US 11,996,085 B2
	Enhanced speech endpointing
Petar Aleksic, Jersey City, NJ (US); Glen Shires, Danville, CA (US); and Michael Buchanan, London (GB)
Assigned to Google LLC, Mountain View, CA (US)
Filed by Google LLC, Mountain View, CA (US)
Filed on Dec. 8, 2020, as Appl. No. 17/115,403.
Application 17/115,403 is a continuation of application No. 15/711,260, filed on Sep. 21, 2017, granted, now 10,885,898.
Application 15/711,260 is a continuation of application No. 15/192,431, filed on Jun. 24, 2016, abandoned.
Application 15/192,431 is a continuation of application No. 14/844,563, filed on Sep. 3, 2015, granted, now 10,339,917, issued on Jul. 2, 2019.
Prior Publication US 2021/0090554 A1, Mar. 25, 2021
This patent is subject to a terminal disclaimer.
Int. Cl. G10L 15/04 (2013.01); G06F 3/16 (2006.01); G10L 15/05 (2013.01); G10L 15/08 (2006.01); G10L 15/18 (2013.01); G10L 15/22 (2006.01); G10L 15/26 (2006.01); G10L 25/78 (2013.01)

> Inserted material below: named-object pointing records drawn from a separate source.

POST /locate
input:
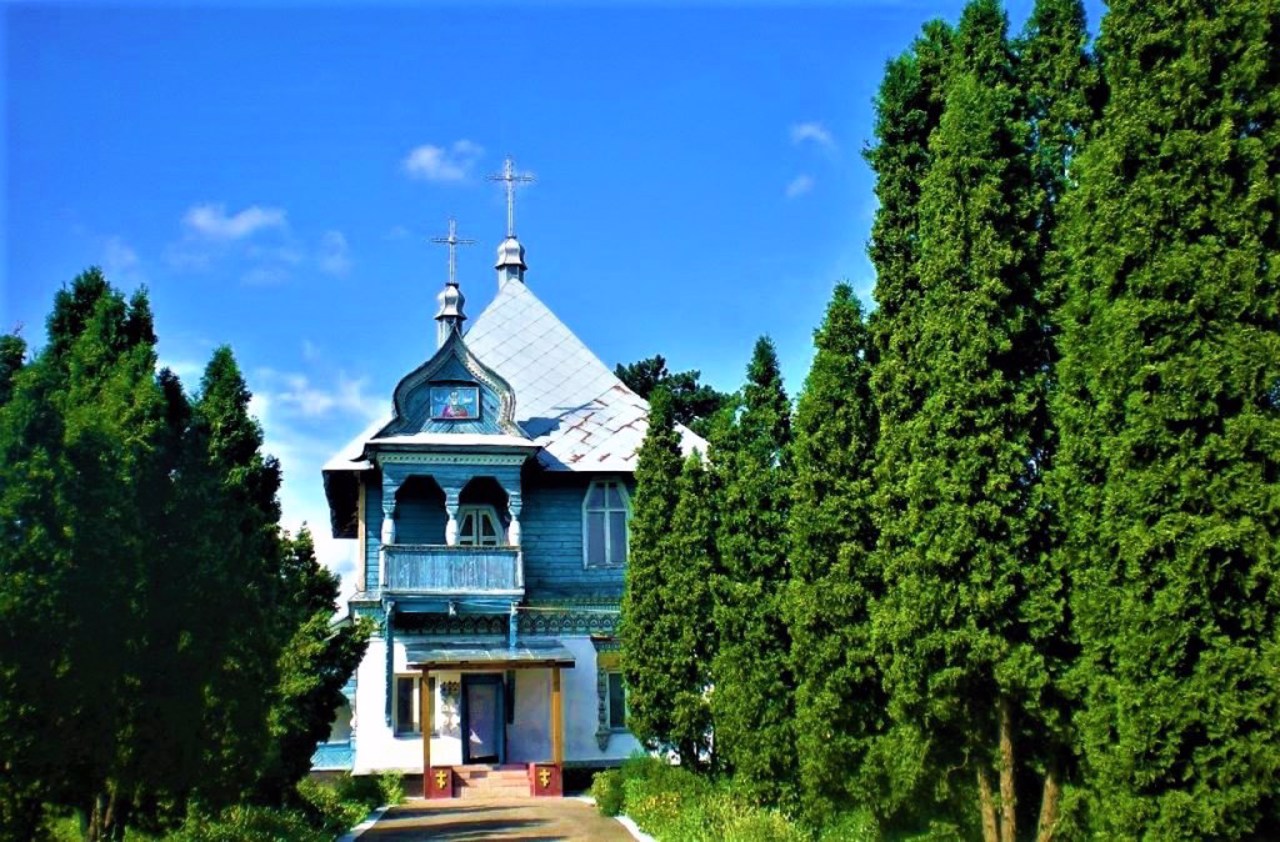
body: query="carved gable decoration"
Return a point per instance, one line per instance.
(453, 392)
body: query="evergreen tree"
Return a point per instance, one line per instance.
(242, 552)
(13, 355)
(908, 109)
(314, 666)
(693, 403)
(964, 664)
(1169, 468)
(688, 570)
(647, 622)
(839, 700)
(80, 477)
(752, 701)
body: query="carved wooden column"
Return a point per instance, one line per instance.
(451, 509)
(557, 719)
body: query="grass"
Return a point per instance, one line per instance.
(324, 811)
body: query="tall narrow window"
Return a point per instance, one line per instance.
(407, 705)
(604, 524)
(478, 526)
(617, 701)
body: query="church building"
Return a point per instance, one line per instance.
(490, 508)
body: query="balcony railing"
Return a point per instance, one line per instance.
(434, 568)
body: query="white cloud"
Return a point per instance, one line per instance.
(265, 275)
(334, 255)
(816, 132)
(439, 164)
(297, 394)
(211, 220)
(799, 186)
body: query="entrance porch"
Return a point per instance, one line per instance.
(487, 708)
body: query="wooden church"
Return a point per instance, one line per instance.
(490, 508)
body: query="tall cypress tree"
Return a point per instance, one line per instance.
(963, 662)
(688, 568)
(1169, 408)
(839, 700)
(227, 443)
(752, 701)
(647, 622)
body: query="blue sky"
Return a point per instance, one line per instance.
(273, 175)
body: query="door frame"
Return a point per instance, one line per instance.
(499, 737)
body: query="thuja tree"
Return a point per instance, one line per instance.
(963, 626)
(908, 108)
(647, 623)
(688, 570)
(752, 701)
(1169, 408)
(314, 666)
(144, 596)
(839, 700)
(81, 466)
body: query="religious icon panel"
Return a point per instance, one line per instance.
(455, 403)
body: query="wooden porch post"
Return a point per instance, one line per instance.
(557, 719)
(425, 717)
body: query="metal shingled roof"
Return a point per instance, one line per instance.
(566, 399)
(568, 402)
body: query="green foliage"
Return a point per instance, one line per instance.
(607, 791)
(672, 802)
(145, 602)
(752, 701)
(964, 625)
(693, 403)
(314, 667)
(1170, 428)
(839, 700)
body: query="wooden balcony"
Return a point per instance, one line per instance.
(439, 570)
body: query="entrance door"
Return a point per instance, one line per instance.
(483, 719)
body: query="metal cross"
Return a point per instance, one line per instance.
(453, 242)
(512, 178)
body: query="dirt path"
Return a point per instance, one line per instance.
(476, 820)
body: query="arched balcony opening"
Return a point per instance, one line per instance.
(420, 512)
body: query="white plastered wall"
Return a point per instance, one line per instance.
(378, 749)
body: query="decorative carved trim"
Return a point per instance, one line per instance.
(392, 457)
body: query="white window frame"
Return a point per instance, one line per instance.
(480, 509)
(607, 511)
(415, 728)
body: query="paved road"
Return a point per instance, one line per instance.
(497, 818)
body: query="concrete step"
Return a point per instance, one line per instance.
(488, 792)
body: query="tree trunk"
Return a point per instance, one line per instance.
(1008, 796)
(1050, 801)
(990, 832)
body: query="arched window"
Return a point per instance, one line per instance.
(604, 524)
(478, 526)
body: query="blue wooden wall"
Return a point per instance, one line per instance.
(551, 525)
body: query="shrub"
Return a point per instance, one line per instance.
(251, 824)
(391, 787)
(607, 791)
(855, 826)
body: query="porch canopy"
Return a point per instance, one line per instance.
(496, 655)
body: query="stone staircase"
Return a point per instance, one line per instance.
(481, 781)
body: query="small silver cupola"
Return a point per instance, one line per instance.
(511, 255)
(449, 316)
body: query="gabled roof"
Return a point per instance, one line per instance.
(566, 399)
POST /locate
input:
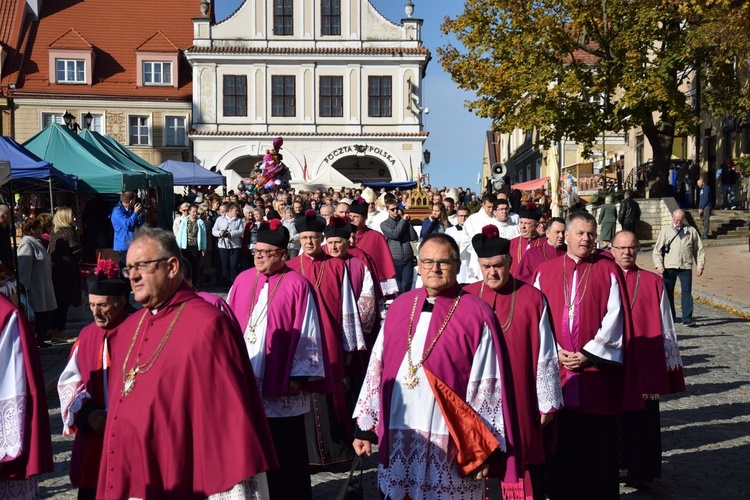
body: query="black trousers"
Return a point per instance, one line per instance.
(292, 479)
(584, 466)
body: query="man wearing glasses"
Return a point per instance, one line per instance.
(659, 363)
(433, 396)
(276, 309)
(329, 423)
(165, 413)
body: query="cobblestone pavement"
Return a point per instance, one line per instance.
(705, 431)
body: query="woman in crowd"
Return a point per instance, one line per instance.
(191, 238)
(437, 222)
(229, 230)
(66, 252)
(35, 274)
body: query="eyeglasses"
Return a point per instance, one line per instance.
(266, 253)
(144, 267)
(442, 264)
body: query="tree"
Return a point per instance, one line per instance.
(577, 69)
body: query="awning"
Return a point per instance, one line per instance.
(532, 185)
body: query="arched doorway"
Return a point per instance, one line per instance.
(360, 169)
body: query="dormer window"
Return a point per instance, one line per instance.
(70, 71)
(157, 73)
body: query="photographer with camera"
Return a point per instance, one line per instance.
(675, 250)
(126, 217)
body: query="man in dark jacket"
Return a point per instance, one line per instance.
(630, 213)
(399, 233)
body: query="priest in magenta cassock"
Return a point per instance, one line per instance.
(375, 245)
(586, 296)
(524, 322)
(435, 393)
(276, 310)
(25, 442)
(185, 418)
(84, 384)
(659, 361)
(554, 247)
(529, 216)
(328, 425)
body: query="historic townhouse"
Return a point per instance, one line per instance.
(338, 81)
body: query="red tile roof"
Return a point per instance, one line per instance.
(70, 40)
(116, 30)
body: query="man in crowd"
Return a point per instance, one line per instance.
(125, 217)
(658, 357)
(587, 303)
(528, 238)
(276, 309)
(522, 314)
(83, 384)
(705, 204)
(676, 249)
(6, 249)
(448, 364)
(329, 424)
(630, 213)
(399, 234)
(375, 245)
(167, 367)
(552, 248)
(458, 234)
(24, 406)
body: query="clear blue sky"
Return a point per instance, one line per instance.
(456, 138)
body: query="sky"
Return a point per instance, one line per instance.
(456, 140)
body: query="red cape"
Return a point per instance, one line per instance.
(177, 434)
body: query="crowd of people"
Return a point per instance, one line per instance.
(499, 353)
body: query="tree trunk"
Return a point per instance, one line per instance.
(661, 139)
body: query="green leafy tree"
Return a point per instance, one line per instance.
(577, 69)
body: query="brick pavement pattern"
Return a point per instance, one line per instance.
(705, 431)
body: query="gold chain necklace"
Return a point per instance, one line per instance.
(252, 338)
(129, 376)
(583, 281)
(505, 326)
(637, 285)
(411, 380)
(320, 276)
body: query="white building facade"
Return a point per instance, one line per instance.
(340, 83)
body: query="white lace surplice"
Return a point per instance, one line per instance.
(12, 392)
(422, 456)
(307, 361)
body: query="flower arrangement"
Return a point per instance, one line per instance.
(108, 268)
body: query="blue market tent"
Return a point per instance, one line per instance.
(31, 174)
(191, 174)
(97, 172)
(158, 180)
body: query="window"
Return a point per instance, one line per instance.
(331, 96)
(139, 130)
(330, 17)
(379, 96)
(70, 70)
(283, 98)
(235, 95)
(97, 122)
(48, 118)
(174, 131)
(283, 17)
(157, 73)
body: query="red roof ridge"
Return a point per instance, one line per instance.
(71, 39)
(155, 43)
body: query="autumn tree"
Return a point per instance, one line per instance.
(577, 69)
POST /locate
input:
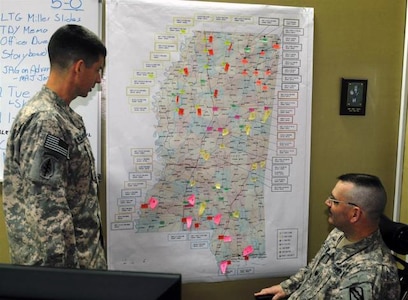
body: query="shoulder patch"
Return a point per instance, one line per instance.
(56, 144)
(356, 293)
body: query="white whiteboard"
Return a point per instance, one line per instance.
(25, 29)
(208, 138)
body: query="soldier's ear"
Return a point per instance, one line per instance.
(356, 214)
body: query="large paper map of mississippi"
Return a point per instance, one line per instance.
(208, 110)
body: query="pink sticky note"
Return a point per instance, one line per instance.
(227, 239)
(248, 250)
(191, 199)
(189, 220)
(223, 266)
(153, 202)
(217, 219)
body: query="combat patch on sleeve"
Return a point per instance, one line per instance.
(56, 145)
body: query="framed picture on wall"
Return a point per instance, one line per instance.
(353, 97)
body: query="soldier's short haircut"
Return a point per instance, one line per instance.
(71, 43)
(368, 193)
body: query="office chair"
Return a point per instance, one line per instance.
(395, 236)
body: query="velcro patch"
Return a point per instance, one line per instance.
(55, 144)
(356, 293)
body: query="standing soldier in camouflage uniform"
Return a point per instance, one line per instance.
(50, 184)
(353, 263)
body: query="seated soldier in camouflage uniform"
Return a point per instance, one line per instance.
(50, 184)
(354, 262)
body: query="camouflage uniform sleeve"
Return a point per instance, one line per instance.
(293, 283)
(44, 159)
(376, 283)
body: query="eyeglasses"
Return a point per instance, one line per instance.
(334, 200)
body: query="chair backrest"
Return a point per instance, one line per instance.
(395, 236)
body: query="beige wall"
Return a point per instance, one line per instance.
(353, 39)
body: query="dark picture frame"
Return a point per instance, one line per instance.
(353, 97)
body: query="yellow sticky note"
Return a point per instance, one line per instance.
(266, 115)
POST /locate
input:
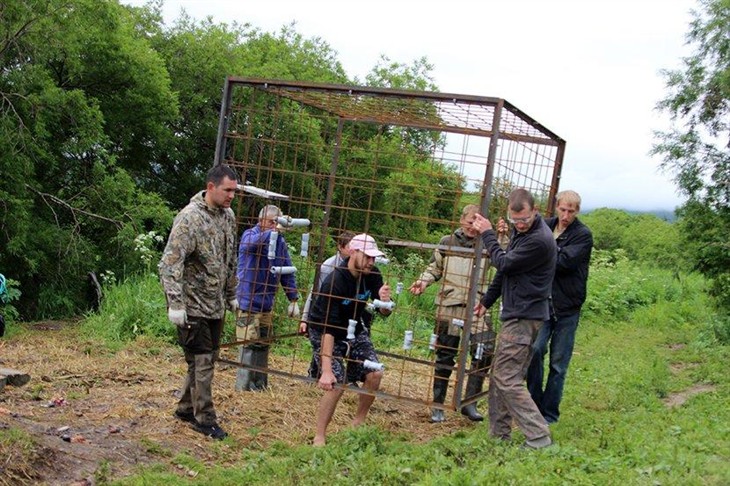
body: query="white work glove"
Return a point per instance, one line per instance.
(177, 317)
(293, 309)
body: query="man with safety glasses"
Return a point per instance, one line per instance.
(524, 275)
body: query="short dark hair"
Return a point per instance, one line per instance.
(218, 173)
(519, 198)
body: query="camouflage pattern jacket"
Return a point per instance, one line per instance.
(454, 270)
(198, 266)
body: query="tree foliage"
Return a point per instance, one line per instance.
(697, 149)
(109, 123)
(642, 237)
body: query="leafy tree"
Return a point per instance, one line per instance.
(78, 91)
(641, 237)
(697, 149)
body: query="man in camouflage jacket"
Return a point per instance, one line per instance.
(453, 270)
(198, 274)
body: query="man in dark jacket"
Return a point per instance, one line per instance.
(524, 276)
(575, 243)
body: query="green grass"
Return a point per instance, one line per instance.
(646, 334)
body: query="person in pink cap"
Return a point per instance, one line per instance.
(339, 304)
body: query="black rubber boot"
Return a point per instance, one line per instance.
(260, 381)
(244, 376)
(473, 386)
(440, 387)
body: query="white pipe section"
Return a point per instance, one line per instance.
(283, 270)
(305, 245)
(352, 323)
(372, 365)
(272, 244)
(379, 304)
(408, 340)
(432, 342)
(289, 222)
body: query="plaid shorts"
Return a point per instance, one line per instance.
(353, 352)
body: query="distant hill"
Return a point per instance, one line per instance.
(664, 214)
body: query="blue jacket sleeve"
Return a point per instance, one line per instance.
(289, 282)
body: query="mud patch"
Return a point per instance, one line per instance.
(678, 399)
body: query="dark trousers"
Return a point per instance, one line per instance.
(200, 344)
(559, 334)
(508, 397)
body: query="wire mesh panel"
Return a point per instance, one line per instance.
(399, 166)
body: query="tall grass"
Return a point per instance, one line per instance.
(646, 334)
(133, 308)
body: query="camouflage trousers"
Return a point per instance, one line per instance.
(200, 343)
(508, 397)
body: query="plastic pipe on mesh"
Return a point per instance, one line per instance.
(272, 244)
(351, 324)
(305, 245)
(408, 340)
(432, 342)
(373, 365)
(289, 222)
(380, 304)
(479, 352)
(283, 270)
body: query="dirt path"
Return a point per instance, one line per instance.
(94, 415)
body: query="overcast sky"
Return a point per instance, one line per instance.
(586, 69)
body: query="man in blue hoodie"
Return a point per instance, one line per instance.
(575, 243)
(261, 252)
(524, 275)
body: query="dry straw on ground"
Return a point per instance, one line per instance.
(85, 407)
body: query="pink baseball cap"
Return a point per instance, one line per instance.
(366, 244)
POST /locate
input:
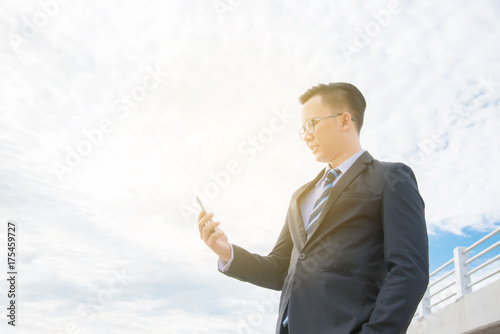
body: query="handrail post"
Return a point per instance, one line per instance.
(424, 304)
(461, 269)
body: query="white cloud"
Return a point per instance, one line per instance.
(120, 207)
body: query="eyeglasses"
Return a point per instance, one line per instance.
(310, 125)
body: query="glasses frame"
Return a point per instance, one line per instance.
(313, 122)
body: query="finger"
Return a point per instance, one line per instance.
(214, 236)
(201, 214)
(203, 221)
(208, 230)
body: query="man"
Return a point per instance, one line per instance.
(352, 256)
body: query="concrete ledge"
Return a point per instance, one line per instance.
(476, 313)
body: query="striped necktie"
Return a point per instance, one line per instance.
(320, 203)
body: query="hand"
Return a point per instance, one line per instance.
(215, 238)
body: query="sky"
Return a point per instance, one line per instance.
(116, 114)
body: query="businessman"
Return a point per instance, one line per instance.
(352, 256)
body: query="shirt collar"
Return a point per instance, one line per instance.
(343, 167)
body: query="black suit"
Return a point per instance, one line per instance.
(364, 268)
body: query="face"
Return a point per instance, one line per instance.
(326, 142)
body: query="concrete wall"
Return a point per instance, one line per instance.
(478, 312)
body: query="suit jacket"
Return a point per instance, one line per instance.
(365, 266)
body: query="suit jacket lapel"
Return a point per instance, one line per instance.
(358, 166)
(299, 222)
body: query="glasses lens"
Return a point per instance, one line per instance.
(309, 127)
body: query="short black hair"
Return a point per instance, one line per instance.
(340, 94)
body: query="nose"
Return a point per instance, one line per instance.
(308, 137)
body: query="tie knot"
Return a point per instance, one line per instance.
(332, 175)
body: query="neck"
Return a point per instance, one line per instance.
(344, 155)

CPC G10L 15/05 (2013.01) [G06F 3/167 (2013.01); G10L 15/04 (2013.01); G10L 15/1815 (2013.01); G10L 15/22 (2013.01); G10L 15/26 (2013.01); G10L 25/78 (2013.01); G10L 2015/088 (2013.01); G10L 2025/783 (2013.01)]

16 Claims

1. A computer-implemented method that when executed on data processing hardware cause the data processing hardware to perform operations comprising:

receiving audio data of an utterance spoken by a user, the audio data captured by a client device;

generating, using an automated speech recognizer (ASR), a first intermediate speech recognition result by performing speech recognition on the audio data of the utterance, the ASR configured to endpoint utterances by terminating performance of speech recognition on received audio data based on detecting non-speech for at least an end of speech (EOS) timeout duration;

while receiving the audio data of the utterance and before detecting non-speech for at least the EOS timeout duration:

determining, using the ASR, a confidence level associated with the first intermediate recognition result generated by the ASR, the confidence level corresponding to a confidence of an accuracy of the first intermediate recognition result;

determining an expected speech recognition result based on context data of the client device;

based on the confidence level associated with the first intermediate speech recognition result generated by the ASR, determining that the first intermediate speech recognition result partially matches the expected speech recognition result; and

extending the EOS timeout duration by a predetermined amount of time based on determining that the first intermediate speech recognition result partially matches the expected speech recognition result;

receiving additional audio data of the utterance spoken by the user;

generating, using the ASR, a second intermediate speech recognition result by performing speech recognition on the additional audio data of the utterance spoken by the user; and

while receiving the additional audio data and before detecting non-speech for at least the extended EOS timeout duration:

determining that the second intermediate speech recognition result matches the expected speech recognition result; and

based on determining that the second intermediate speech recognition result matches the expected speech recognition result:

terminating performance of any speech recognition subsequent to generating the second intermediate speech recognition result by truncating any additional audio data received after generating the second intermediate speech recognition result; and

deactivating a microphone of the client device.